Entonces vio que se acercaba un tonsurado, y un estremecimiento de miedo le subió desde los testículos hasta el estómago. El sacerdote era sin duda español o portugués y, aunque su flotante vestidura era de color naranja, resultaban inconfundibles el rosario y el crucifijo que pendían de su cinto, así como la fría hostilidad de su semblante. Su ropa estaba manchada de polvo, y sus botas de estilo europeo, llenas de barro. Contemplaba el puerto y el Erasmus, y Blackthorne comprendió que no dejaría de reconocerlo como holandés o inglés. El sacerdote iba acompañado de diez indígenas de cabellos y ojos negros, uno de los cuales vestía como él, aunque calzaba unas chinelas de cuero. Los otros llevaban túnicas variopintas o calzones anchos, o unos simples taparrabos. Pero ninguno de ellos iba armado.

—¿Quién es usted? — preguntó en portugués el cura, que era un hombre robusto, moreno, bien alimentado, de unos veinticinco años y provisto de una larga barba.

— Y usted, ¿quién es? — replicó Blackthorne mirándolo fijamente.

— Eres un corsario holandés. Un holandés hereje. ¡Sois unos piratas! ¡Que Dios se apiade de vosotros!

— No somos piratas. Somos pacíficos mercaderes, salvo para nuestros enemigos. Yo soy el capitán de aquel barco. ¿Quién es usted?

— El padre Sebastião. ¿Cómo llegasteis aquí? ¿Cómo?

— Nos arrastró el temporal. ¿Dónde estamos? ¿Es esto el Japón?

— Sí, el Japón — dijo el cura con impaciencia.

Se volvió a uno de sus hombres, más viejo que los otros, bajito y delgado, de fuertes brazos y manos callosas, de cabeza rapada, salvo un mechón de cabellos recogido en una fina coleta tan gris como sus cejas. Le habló con voz entrecortada, en japonés, señalando a Blackthorne. Todos ellos parecieron impresionados y uno hizo la señal de la cruz.

— Los holandeses son rebeldes, herejes, piratas. ¿Cómo os llamáis?

—¿Es esto una colonia portuguesa?

El sacerdote tenía los ojos duros y enrojecidos.

— El jefe del pueblo dice que ha informado a las autoridades. Ahora pagaréis vuestros pecados. ¿Dónde está el resto de la tripulación?

— No lo sé.
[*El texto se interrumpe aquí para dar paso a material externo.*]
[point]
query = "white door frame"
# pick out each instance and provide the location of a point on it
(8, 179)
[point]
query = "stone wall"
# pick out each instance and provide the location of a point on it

A bordo. Supongo que a bordo.

El cura interrogó de nuevo al jefe, el cual respondió y señaló al otro lado del pueblo. El cura se volvió a Blackthorne.

— Aquí, los criminales son crucificados, capitán. El daimío viene ya con sus samurais. ¡Que Dios se apiade de usted!

—¿Qué es un daimío?

— Un señor feudal. El dueño de toda esta provincia. ¿Cómo llegasteis aquí?

— No reconozco vuestro acento — dijo Blackthorne tratando de minar su aplomo—, ¿Sois español?

— Soy portugués — rugió el sacerdote mordiendo el anzuelo—. Ya os lo he dicho. Soy el padre Sebastião, de Portugal. ¿Donde aprendisteis tan bien el portugués?

— Pero Portugal y España son ahora un mismo país — repuso Blackthorne con ironía—. Tenéis el mismo rey.

— Somos países separados. Somos pueblos diferentes. Lo hemos sido siempre. Nosotros tenemos nuestra bandera. Y nuestras posesiones de ultramar son distintas, sí, distintas. El rey Felipe así lo confesó cuando se apoderó de mi país.

El padre Sebastião dominó su ira haciendo un esfuerzo.

— Se apoderó de mi país por la fuerza de las armas hace veinte años. Sus soldados y aquel diabólico tirano español, el duque de Alba, aplastaron a nuestro verdadero rey. ¡Qué va! Ahora gobierna el hijo de Felipe, pero tampoco es nuestro verdadero rey. Pero pronto volveremos a tenerlo.

Y añadió, con malignidad:

— Vos sabéis que ésta es la verdad. El diabólico Alba hizo a mi país lo mismo que hizo al vuestro.

— Esto es mentira. Alba fue una plaga para los Países Bajos, pero nunca los conquistó. Todavía son libres. Y lo serán siempre. En cambio, en Portugal, derrotó a un pequeño ejército y todo el país se rindió. No tenéis valor. Sólo lo tenéis para quemar a inocentes en nombre de Dios.